As I like to say, I owned a Volvo…once.

This is certainly anecdotal, but the Volvos I’ve heard about all had annoying problems. All problems are annoying but especially those that relate to systems that shouldn’t have any kind of issues. Volvos tend to have gremlin problems. For instance, a friend of mine has had to replace all four brake calipers //twice// with less than 70K on the clock. There’s no reason those things shouldn’t last. For 8 calipers to fail, there’s clearly a quality issue.
Instead, you’d be much better off to a Toyota, Honda or Subaru for a first car. Once you decide, it wouldn’t be a bad idea to have the car inspected by a trusted mechanic.

As a more general piece of advice (you’ve already gotten GREAT advice on the Volvo), try to get a car 1996 or newer. That’s the year that OBD-II (the standard for monitoring some car problems by computer) became required. '96 and newer cars are easier to diagnose than older cars. Also, if you have to get it inspected every year, OBD-II cars are easier to do, at least here in Dallas. Older cars have to use special equipment, some shops don’t have it.

No. Listen to the advice.

Yea, it doesn’t look worth it. Thank you for the advice.

As a student living with your parents, a cheap and reliable econobox is what you need. A Volvo is about the LEAST desirable car for you. Please bring yourself up to date and realize that a lowly Toyota Yaris will give longer and better service than any Volvo.

I would look at a Hyundai Accent, Mazda Protege, Yaris/Echo, or even a Chevy Cobalt. All these are relaible enough as a student’s car and relatively cheap to fix if anything goes wrong. And Volvos no longer are significantly safer; all cars are safe these days.

A broken blower fan is a hazard. The defroster needs to work to operate safely.

Lastly a car with working AC is much better at keeping a clear windshield especially in the summer. Otherwise you have to use the heat.

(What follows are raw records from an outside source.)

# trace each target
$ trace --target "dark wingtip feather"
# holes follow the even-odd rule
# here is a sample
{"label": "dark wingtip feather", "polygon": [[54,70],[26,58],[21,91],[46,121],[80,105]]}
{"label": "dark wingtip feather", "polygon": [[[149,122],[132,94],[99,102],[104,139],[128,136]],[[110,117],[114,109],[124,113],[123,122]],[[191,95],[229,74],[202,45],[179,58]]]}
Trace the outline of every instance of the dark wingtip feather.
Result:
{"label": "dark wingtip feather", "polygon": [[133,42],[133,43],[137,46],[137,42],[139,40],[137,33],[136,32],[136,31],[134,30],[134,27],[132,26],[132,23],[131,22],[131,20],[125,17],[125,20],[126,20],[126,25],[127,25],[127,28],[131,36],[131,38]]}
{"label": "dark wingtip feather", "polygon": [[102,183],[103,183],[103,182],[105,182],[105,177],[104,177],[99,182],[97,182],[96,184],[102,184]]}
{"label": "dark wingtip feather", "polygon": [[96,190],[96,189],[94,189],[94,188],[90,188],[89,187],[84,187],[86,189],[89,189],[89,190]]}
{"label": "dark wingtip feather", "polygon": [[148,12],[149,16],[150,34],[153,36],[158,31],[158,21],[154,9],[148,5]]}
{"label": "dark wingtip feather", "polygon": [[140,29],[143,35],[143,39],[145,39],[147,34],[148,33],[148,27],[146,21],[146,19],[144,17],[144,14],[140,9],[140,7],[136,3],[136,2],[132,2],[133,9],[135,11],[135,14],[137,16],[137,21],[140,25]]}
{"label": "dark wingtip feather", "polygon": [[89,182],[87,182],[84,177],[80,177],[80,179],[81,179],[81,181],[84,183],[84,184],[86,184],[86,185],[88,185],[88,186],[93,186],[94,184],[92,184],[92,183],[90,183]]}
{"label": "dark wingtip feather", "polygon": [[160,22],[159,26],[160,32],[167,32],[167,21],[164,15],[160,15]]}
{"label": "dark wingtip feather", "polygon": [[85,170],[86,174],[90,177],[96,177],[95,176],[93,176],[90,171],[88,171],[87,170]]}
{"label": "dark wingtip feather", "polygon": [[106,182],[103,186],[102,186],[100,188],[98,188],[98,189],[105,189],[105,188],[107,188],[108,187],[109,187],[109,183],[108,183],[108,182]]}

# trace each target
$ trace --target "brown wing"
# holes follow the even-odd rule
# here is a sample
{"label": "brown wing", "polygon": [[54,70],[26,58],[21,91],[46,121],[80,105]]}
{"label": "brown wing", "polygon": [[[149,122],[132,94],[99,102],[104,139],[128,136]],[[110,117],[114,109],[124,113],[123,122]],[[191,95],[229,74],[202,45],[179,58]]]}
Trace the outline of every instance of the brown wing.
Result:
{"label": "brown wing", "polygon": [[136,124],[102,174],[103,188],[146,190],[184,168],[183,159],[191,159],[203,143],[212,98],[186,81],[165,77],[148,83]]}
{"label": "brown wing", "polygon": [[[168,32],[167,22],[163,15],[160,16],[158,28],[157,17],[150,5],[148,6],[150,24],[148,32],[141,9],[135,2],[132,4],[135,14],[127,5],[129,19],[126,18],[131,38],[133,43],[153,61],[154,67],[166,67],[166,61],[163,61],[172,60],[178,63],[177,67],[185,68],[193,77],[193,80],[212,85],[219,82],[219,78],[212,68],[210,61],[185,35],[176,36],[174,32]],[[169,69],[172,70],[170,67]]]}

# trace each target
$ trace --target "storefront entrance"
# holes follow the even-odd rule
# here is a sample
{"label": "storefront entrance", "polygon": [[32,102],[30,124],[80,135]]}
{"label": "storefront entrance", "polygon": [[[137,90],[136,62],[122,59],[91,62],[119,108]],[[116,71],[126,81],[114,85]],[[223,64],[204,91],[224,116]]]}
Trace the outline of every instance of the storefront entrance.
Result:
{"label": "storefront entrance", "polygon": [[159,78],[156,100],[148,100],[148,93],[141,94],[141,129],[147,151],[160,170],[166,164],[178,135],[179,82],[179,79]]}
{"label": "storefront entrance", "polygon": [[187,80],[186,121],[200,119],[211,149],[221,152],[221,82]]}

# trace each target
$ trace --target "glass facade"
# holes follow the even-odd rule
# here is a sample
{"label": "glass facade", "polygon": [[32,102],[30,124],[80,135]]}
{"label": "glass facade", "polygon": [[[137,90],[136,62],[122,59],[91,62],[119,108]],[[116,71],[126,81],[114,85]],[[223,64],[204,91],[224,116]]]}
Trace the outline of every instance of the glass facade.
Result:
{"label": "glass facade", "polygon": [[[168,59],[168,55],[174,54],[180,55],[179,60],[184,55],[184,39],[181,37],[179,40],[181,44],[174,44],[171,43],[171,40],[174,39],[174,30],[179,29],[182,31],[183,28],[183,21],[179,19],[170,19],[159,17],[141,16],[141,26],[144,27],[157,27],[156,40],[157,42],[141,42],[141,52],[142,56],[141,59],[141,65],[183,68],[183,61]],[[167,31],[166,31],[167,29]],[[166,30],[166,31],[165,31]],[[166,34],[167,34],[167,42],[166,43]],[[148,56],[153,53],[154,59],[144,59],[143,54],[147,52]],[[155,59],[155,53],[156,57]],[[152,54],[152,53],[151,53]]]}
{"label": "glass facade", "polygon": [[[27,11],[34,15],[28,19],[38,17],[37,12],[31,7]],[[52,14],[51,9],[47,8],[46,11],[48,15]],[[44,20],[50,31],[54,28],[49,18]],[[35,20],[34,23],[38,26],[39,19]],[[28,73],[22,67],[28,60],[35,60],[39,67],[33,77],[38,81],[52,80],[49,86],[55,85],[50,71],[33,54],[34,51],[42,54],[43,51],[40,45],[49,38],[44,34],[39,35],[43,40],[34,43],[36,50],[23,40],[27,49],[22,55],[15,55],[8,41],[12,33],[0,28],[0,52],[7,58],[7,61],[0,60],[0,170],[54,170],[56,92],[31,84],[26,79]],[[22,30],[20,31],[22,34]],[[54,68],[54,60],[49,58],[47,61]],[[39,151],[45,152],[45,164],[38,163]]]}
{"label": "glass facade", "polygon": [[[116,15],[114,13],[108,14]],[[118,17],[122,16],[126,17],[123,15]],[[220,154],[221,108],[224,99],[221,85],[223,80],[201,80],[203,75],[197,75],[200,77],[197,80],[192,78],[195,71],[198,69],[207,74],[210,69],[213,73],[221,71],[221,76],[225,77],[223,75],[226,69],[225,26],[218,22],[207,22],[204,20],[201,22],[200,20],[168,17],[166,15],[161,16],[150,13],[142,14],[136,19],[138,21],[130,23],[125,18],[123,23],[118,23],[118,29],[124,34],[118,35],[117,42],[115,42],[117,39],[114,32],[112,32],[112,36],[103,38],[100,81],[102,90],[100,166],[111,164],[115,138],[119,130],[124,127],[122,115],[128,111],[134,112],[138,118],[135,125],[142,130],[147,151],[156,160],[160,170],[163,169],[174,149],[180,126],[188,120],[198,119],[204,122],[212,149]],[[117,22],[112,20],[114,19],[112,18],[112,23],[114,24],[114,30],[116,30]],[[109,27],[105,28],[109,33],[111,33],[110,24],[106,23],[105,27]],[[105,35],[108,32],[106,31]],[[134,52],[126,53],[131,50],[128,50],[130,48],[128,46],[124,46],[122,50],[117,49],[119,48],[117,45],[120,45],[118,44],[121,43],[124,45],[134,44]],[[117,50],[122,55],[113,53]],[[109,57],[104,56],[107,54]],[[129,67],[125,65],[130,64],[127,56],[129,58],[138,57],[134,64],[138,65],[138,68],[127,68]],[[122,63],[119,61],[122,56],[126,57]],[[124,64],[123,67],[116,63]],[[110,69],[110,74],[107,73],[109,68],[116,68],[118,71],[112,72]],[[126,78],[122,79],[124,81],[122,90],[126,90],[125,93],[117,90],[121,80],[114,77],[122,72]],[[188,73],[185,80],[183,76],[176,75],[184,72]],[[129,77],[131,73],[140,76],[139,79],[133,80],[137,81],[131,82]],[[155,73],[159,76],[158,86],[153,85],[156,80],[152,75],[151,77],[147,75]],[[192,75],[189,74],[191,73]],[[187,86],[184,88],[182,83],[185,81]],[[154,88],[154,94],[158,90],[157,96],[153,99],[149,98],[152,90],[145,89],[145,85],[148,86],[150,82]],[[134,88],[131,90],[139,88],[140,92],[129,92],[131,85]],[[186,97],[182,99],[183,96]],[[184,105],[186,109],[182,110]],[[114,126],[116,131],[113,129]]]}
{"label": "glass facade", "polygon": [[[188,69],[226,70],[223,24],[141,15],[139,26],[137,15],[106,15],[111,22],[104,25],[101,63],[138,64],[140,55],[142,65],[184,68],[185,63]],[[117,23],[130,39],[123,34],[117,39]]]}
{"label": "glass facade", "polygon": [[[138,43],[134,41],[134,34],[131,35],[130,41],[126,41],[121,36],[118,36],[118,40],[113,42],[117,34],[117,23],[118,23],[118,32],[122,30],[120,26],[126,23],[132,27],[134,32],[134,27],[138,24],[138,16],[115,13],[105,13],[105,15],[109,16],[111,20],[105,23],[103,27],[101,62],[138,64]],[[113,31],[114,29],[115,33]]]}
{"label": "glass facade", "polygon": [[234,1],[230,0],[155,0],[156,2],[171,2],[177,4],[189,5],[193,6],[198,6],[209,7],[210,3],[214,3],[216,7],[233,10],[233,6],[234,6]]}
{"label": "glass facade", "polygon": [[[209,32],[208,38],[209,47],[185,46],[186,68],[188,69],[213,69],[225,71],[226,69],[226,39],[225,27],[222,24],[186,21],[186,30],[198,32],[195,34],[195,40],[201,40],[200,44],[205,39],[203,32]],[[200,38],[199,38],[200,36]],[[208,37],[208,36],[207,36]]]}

Look for a Chevy Cavalier. You should find a 2003 LS sedan with auto transmission and around 100,000 miles for less than $3000. This is a private sale, and that appears to be what you are looking at. Add about $1000 for a dealer sale. A 2003 Ford Focus LX or LX Premium will be similarly priced. And they won’t be nearly as expensive to fix as a Volvo will. The price of parts doesn’t go down as old luxury cars age. Parts for a Cavalier or Focus will be low forever.

“1995 Volvo 960: Good first car?”

I have only 4 words, Hell No & Money Pit. For all the reasons mentioned above.

it might be a good buy at $250, but not $2500

The only redeeming feature of an old large Volvo is that it will protect you pretty well if you run into anything. I had two friends that owner older Volvo’s and they both carried shop manuals in the car because it wasn’t an issue of if they were going to break down, just where and when.

Agree with every one on the 960. Now a 240 is another animal, those things are tanks.

Any 17 year old car is a roll of the dice. Having a thorough inspection performed pre-purchase can improve your odds a bit but even that is no guarantee of a problem-free car.

I don’t have a problem with a '95 Volvo but would have a problem with a Volvo with a shaky history, non-working A/C, and soot in the tailpipe. With patience and footwork you should be able to find a much better car for that kind of money.